1. Mad Man and Company:
Realize this isn't the most up-to-date data, but I doubt levels of contributions have changed that significantly. Anyhow, the US barely gives more
development assistance than Japan (a nation that has been in deep recession for a decade), and when you add the numbers for the Europeans....
[note: the "-" symbols are inserted merely to divide the statistics, there are no negatives in here]
Major ODA Donors, 2001 Amount disbursed
(US$ million) - Share of
world total (%) - Share of
GNI (%) - Amount per
United States 11,429 - 21.8 - 0.11 - 36.2
Japan 9,847 - 18.8 - 0.23 - 106.4
Germany 4,990 - 9.5 - 0.27 - 61.2
Britain 4,579 - 8.7 - 0.32 - 75.3
France 4,198 - 8.0 - 0.32 - 69.7
Netherlands 3,172 - 6.1 - 0.82 - 196.8
Spain 1,737 - 3.3 - 0.30 - 30.3
Sweden 1,666 - 3.2 - 0.81 - 202.8
DAC Total 52,336 100.0 0.22 63.7
2. Nox - Where's the answer to the fact that your companies data has nothing to do with national strength?
3. Nox - Several answers to your "Rifkin indicts":
a.

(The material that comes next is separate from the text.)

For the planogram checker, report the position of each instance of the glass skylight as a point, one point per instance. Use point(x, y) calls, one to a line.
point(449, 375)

Rifkin is one person, and his piece is an editorial - not indicative of an anti-media bias - read a Charles Krauthammer editorial in either the NYT
or the WP, it will go just as far in the opposite direction
b . Rifkin is the president of a think tank (Foundation on Economic Trends), which means he has an agenda - he'd admit that himself
c. pick something apart in the article that is worth attacking, like an argument not a statistic, which...

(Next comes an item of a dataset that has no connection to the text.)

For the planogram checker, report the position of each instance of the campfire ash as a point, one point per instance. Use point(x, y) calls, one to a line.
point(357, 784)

d. Rifkin uses the Fortune 500, not the Business Week 1000 - you have in no way disproven his claim - if anything you are selectively using data to
support your own views, as he might be doing
e. Rifkin's article isn't anti-American, it's merely pro-European. Read the article. Rifkin says that Europe is advancing a new dream that is
increasingly relevant for the world and that the dream of the US is "faltering". He says that the US needs to live up to its dream. There's no
reason to assume a zero-sum relationship between Europe and the US in the article.
f. There's a lot of depth to the article, a lot of depth, if all you can attack is the use of 140 then start over.

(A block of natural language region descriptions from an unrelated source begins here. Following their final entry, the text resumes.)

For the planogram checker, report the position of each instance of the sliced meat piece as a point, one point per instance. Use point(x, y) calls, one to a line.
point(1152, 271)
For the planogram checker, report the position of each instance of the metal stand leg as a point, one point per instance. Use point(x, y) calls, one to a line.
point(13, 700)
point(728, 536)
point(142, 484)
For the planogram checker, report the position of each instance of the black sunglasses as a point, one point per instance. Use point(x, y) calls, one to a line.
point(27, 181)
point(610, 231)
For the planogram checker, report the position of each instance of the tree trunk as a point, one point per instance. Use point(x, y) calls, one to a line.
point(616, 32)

4. More evidence US assistance is weak. US gives small percentage, ties it to the purchase of American products, and generally doesn't help the
Sweden ranks first with Denmark, the Netherlands and Norway following closely behind. Not only are these countries among the world's most generous
for their size, but each also ties a very small proportion of their development assistance. Japan and the United States sit near the bottom. The
Japanese development assistance score suffers because Japan takes in heavy interest payments on old loans. The United States gives little development
assistance for its size, ties much of it to the purchase of U.S. goods and services, and allocates it to countries generally richer or more corrupt
than recipients of development assistance from other donors. Small donors such as New Zealand, Greece and Ireland are pulled low for spreading their
development assistance thinly across many small projects.
5. More evidence - I'll include citations if people want but it is important to note that Bush pledged 15 billion to fight AIDS in Africa (hell, this
a centerpeice of the State of the Union a couple years back). Think we've given maybe, maybe, a billion of that so far.
6. Think the numbers used for American assistance are flawed because most accounts of development assistance include things like the Economic Support
Fund, virtually all of which goes to Israel, Egypt, and Jordan due to the Camp David accords and the 90's deal between Israel and Jordan. Don't
think that money really qualifies as "development assistance".